開発計画は,約8ヘクタールの事業区域のうち約5ヘクタールに約44万立方メートルの残土を搬入する方針で,4キロの林道を利用する予定。
計画をめぐっては地元住民が旧前原市や旧二丈町,県に約1万4千人分の反対署名を提出,旧市議会と旧町議会も反対決議をし,糸島市にも地元41区長が連名で反対の陳情書を提出していた。
松本市長は「重大な判断をした。訴訟になる可能性もある。判断が確定するまで市議会や市民の支援をいただきたい」と述べた。地元の長糸校区区長会の東司幸保会長は「開発により井戸水や農業用水が汚染する恐れがある。市を支えていく」と話した。
開発業者は「ルールに基づき手続きを進めてきた。今後の対応は弁護士と相談して決めたい」としている。
産業廃棄物処分場に比べ,残土捨場は,設置が容易です。
残土捨場の設置は,形式上は,「土地を埋立てて開発する」(ための土砂搬入)という体裁が取られます。 国土法や森林法等の開発許可の対象となることはありますが,厳しく規制される産廃と異なり,許可が出やすいです。
大抵の場合,利益を出す仕組みは共通しています。
(1) 穴を掘って,土(真土)を建築資材として売却する。
(2) 掘った穴に,残土(建築廃材)を受入れ,料金を徴収する。
(3) 掘った穴を残土で埋め,造成して,造成地を売却・利用する。
このうち,確実に利益が出るのは,(1)と(2)です。
(3)は,大抵は,山あいの土地ですから,造成地の売却・利用は,実際上,難しいです。
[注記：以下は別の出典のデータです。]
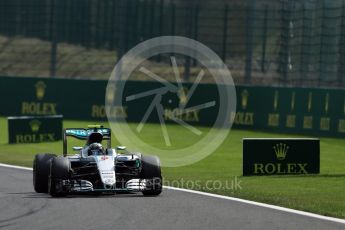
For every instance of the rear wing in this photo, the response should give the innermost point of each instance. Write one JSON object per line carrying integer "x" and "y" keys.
{"x": 83, "y": 134}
むしろ,きちんとした造成をするほどにコストアップとなり,利益を減らしますから,手抜きが起こりやすいのです。
これに対して,地元住民としては,(1)大型トラックが長期にわたって地元の道を行き来すること,(2)残土として有害物質を含んだものが廃棄されるおそれ,(3)不十分な造成で崖崩れ等の災害が起きるリスク,といったことに,頭を悩まされることになってしまいます。
このような構造から,必然的に,トラブルが多いです。
上の記事によれば,糸島市は,搬入車の林道使用を許可しないという形で,残土捨場計画を水際で阻止しました。
個人的には,応援したい気持ちです。